What esProc Brings?

The mainstream technology for performing structured data computing is relational databases (or data warehouses). Other alternatives are not convenient. Java, for instance, produces a lot of lines for a simple sum, let alone grouping and filtering operations. NoSQL databases are far worse because they trade computing abilities for scalability.

But databases’ computing ability is closed! This means SQL can’t compute data stored outside of a database.  Data must be loaded into a database before it can be computed.

Databases are designed to be closed because they require data meet their criteria by providing complete data schemas and performing constraint checking.


Computational needs come from anywhere. Not all of them can be well taken care of by databases. One important instance is the prevalent non-database data generated by contemporary applications.

Years ago this wasn’t a problem because for most applications one central database could handle all computations from transactions to analyses. Things have changed a lot. Various non-database data, such as crawled web data, Excel files uploaded from a second-level or third-level organization, computer-generated logs, XML or JSON data coming from cloud services, etc., has become an important data source. Even the database data may be stored in different databases, often heterogeneous databases of different vendors, because it belongs to different applications. The computations often involve several databases of different structures. Though many databases claim they have the ability to handle the hybrid computations, actual performance is poor and real practices are rather inconvenient. The ability is almost useless.
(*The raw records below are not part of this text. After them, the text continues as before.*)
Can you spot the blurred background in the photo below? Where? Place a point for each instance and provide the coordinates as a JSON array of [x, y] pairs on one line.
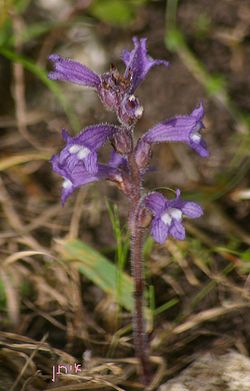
[[65, 286]]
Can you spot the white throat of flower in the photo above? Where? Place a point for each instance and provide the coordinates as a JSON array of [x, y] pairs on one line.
[[79, 150], [195, 135], [67, 184], [170, 214]]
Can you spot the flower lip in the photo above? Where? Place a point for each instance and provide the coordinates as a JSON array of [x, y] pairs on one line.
[[171, 214], [168, 215]]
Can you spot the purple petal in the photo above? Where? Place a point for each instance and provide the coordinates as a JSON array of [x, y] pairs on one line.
[[191, 209], [67, 190], [91, 163], [159, 230], [198, 112], [174, 129], [75, 174], [177, 230], [66, 136], [200, 148], [116, 160], [155, 202], [138, 62], [181, 128], [73, 71]]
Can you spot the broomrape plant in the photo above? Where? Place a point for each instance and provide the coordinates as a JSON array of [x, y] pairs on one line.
[[78, 163]]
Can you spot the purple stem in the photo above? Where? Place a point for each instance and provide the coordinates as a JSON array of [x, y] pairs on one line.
[[140, 338]]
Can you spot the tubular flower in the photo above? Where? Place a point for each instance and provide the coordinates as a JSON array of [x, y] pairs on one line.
[[114, 89], [74, 173], [184, 128], [82, 148], [168, 215], [138, 63]]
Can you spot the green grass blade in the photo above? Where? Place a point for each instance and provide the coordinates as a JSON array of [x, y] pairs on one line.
[[100, 271]]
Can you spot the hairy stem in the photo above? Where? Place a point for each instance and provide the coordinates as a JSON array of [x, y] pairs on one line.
[[140, 338]]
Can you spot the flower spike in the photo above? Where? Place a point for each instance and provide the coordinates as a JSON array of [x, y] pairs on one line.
[[138, 62]]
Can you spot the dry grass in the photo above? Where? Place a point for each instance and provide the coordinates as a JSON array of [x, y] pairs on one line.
[[50, 312]]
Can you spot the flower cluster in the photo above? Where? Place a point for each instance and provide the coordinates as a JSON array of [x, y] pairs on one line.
[[78, 162]]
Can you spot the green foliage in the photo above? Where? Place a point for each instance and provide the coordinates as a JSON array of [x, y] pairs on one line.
[[115, 12], [100, 271]]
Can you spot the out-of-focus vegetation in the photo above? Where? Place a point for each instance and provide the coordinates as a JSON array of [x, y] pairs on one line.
[[65, 289]]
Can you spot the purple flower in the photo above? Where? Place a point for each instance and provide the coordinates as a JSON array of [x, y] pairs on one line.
[[184, 128], [82, 148], [138, 62], [114, 89], [75, 174], [168, 215]]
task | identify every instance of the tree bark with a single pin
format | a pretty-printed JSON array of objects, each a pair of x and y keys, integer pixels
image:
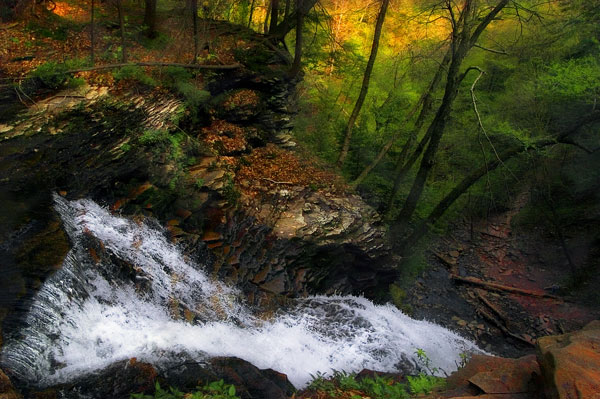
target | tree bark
[
  {"x": 150, "y": 18},
  {"x": 365, "y": 85},
  {"x": 122, "y": 29},
  {"x": 92, "y": 34},
  {"x": 288, "y": 4},
  {"x": 289, "y": 23},
  {"x": 425, "y": 102},
  {"x": 462, "y": 41},
  {"x": 266, "y": 24},
  {"x": 251, "y": 14},
  {"x": 194, "y": 14},
  {"x": 274, "y": 14},
  {"x": 296, "y": 65},
  {"x": 477, "y": 174}
]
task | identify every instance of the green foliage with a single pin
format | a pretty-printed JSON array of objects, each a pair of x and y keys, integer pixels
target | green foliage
[
  {"x": 399, "y": 299},
  {"x": 156, "y": 43},
  {"x": 214, "y": 390},
  {"x": 152, "y": 136},
  {"x": 54, "y": 74},
  {"x": 383, "y": 388},
  {"x": 194, "y": 97},
  {"x": 132, "y": 72},
  {"x": 376, "y": 387},
  {"x": 230, "y": 192},
  {"x": 424, "y": 384}
]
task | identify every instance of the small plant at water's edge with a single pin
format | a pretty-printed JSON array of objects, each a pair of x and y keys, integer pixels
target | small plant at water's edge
[{"x": 214, "y": 390}]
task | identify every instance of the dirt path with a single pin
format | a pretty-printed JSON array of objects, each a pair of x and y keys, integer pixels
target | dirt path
[{"x": 502, "y": 322}]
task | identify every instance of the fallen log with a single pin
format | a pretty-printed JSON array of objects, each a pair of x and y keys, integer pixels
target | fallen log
[{"x": 500, "y": 287}]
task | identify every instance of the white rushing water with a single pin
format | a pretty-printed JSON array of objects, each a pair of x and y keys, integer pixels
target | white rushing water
[{"x": 92, "y": 313}]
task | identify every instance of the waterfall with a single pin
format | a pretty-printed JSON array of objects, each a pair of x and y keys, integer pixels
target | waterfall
[{"x": 128, "y": 301}]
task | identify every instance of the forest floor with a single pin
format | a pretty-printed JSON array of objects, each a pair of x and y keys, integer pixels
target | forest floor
[{"x": 493, "y": 251}]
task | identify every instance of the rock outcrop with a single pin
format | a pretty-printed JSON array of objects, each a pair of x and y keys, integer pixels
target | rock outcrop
[
  {"x": 490, "y": 377},
  {"x": 7, "y": 391},
  {"x": 570, "y": 363}
]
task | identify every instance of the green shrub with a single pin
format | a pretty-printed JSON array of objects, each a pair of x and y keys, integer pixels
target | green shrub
[
  {"x": 399, "y": 299},
  {"x": 424, "y": 384},
  {"x": 54, "y": 74},
  {"x": 154, "y": 136},
  {"x": 194, "y": 97},
  {"x": 230, "y": 192},
  {"x": 214, "y": 390},
  {"x": 135, "y": 73}
]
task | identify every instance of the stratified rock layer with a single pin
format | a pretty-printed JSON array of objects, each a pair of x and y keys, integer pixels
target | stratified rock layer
[{"x": 570, "y": 363}]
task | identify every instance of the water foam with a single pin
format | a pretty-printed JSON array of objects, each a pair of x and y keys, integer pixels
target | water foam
[{"x": 90, "y": 314}]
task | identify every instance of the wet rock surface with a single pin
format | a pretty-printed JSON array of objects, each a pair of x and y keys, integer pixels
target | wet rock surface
[
  {"x": 503, "y": 322},
  {"x": 495, "y": 377},
  {"x": 87, "y": 143},
  {"x": 121, "y": 379},
  {"x": 7, "y": 391},
  {"x": 570, "y": 363}
]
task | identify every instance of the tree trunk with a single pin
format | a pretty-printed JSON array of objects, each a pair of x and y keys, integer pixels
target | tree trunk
[
  {"x": 365, "y": 85},
  {"x": 477, "y": 174},
  {"x": 289, "y": 23},
  {"x": 150, "y": 18},
  {"x": 274, "y": 14},
  {"x": 426, "y": 102},
  {"x": 462, "y": 42},
  {"x": 92, "y": 34},
  {"x": 288, "y": 4},
  {"x": 122, "y": 29},
  {"x": 194, "y": 14},
  {"x": 296, "y": 66},
  {"x": 251, "y": 14},
  {"x": 266, "y": 24}
]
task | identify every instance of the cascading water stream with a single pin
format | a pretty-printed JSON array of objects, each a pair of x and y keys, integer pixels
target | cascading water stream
[{"x": 96, "y": 310}]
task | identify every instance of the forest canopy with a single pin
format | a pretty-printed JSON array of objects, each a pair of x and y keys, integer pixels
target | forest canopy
[{"x": 432, "y": 109}]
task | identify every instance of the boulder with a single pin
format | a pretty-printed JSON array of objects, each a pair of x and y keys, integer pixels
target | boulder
[
  {"x": 495, "y": 377},
  {"x": 570, "y": 363}
]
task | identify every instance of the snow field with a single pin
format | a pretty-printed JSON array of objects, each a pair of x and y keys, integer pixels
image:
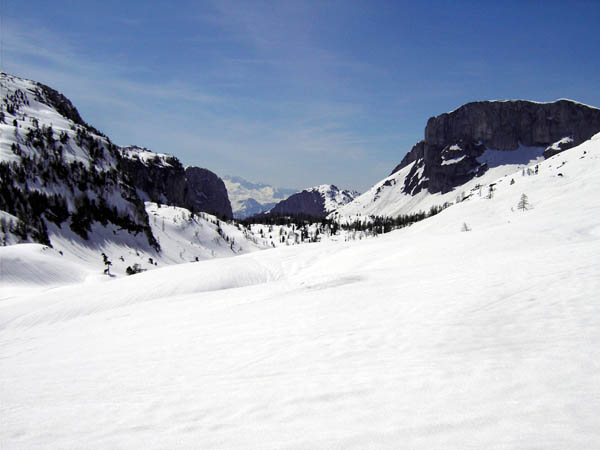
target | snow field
[{"x": 426, "y": 337}]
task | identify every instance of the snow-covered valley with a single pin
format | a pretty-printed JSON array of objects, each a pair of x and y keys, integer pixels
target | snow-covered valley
[{"x": 426, "y": 337}]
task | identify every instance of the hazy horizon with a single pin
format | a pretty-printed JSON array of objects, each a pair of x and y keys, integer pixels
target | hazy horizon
[{"x": 297, "y": 94}]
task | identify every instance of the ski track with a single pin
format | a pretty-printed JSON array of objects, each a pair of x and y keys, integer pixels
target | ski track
[{"x": 426, "y": 337}]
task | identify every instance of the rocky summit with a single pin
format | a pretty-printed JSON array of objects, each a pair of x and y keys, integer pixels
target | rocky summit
[{"x": 450, "y": 154}]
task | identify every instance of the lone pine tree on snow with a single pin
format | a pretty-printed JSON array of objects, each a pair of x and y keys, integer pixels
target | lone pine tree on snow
[
  {"x": 523, "y": 203},
  {"x": 107, "y": 263}
]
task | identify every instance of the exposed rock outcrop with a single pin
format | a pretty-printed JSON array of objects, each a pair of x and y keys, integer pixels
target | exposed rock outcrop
[
  {"x": 317, "y": 201},
  {"x": 448, "y": 156},
  {"x": 164, "y": 180}
]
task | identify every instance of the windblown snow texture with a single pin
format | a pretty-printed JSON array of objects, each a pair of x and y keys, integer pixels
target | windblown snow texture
[{"x": 426, "y": 337}]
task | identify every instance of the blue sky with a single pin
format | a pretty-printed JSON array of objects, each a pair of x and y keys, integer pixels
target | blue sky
[{"x": 297, "y": 93}]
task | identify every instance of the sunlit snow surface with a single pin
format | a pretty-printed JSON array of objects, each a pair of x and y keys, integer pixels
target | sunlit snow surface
[{"x": 426, "y": 337}]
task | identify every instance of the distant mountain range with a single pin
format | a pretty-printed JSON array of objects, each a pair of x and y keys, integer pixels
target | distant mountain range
[
  {"x": 249, "y": 199},
  {"x": 318, "y": 201},
  {"x": 467, "y": 149}
]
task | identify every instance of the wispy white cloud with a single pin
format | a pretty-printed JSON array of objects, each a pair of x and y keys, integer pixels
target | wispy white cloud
[{"x": 284, "y": 140}]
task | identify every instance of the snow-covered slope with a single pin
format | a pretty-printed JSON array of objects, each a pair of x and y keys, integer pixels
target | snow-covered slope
[
  {"x": 248, "y": 199},
  {"x": 389, "y": 196},
  {"x": 473, "y": 145},
  {"x": 427, "y": 337}
]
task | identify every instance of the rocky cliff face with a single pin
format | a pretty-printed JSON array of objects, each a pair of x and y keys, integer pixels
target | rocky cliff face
[
  {"x": 308, "y": 203},
  {"x": 164, "y": 180},
  {"x": 454, "y": 142},
  {"x": 207, "y": 192},
  {"x": 317, "y": 201}
]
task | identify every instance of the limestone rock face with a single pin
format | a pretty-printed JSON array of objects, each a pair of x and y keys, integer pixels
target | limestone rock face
[
  {"x": 206, "y": 192},
  {"x": 310, "y": 203},
  {"x": 317, "y": 201},
  {"x": 164, "y": 180},
  {"x": 504, "y": 125},
  {"x": 448, "y": 156}
]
In both cases a database cannot compute data directly. The general practice is loading the non-database data or the database data to one big database, which requires the deployment of more or bigger databases. This is cost-and resource-consuming. But, since real-time data loading is rare in real-world practices, it is difficult to achieve real-time data computing. Plus, data loading is a kind of computation (during which data structure conversion, code modification, etc. are often involved), but it also can’t take advantage of the database computing ability. We can only hard code it outside of the database.

Usually we store the half-computed and -aggregated data, called the intermediate data, in databases to achieve high-performance presentation (in report developing). But why do we use precious database space to store data that is neither original nor critical? Because we want the computing ability needed for data presentation. The database schema and constraint are useless here. The intermediate data consumes resources and leads to a bloated database full of messy data that is difficult to maintain.


esProc introduces the open computing ability independent of databases.

esProc, the pure computing engine, can compute data coming from any type of source in real time. Thus it can easily process data stored in multiple databases. If the non-database data needs to be first loaded into a database, esProc can handle the data loading, which is essentially a kind of computation, too. It stores the intermediate data in the file system for easier management and more convenient and efficient computation, saving both database space and computational resources.

In other words, esProc lets databases to be able to focus on their strengths and duties (including storage, consistency, modelling and constraint). Users don’t need to deploy more databases or implement database scalability any more only to get computing power. They now have cost-effective, light-weight esProc to provide high performance computing ability. After all, having the right tools for the job makes it a whole lot easier.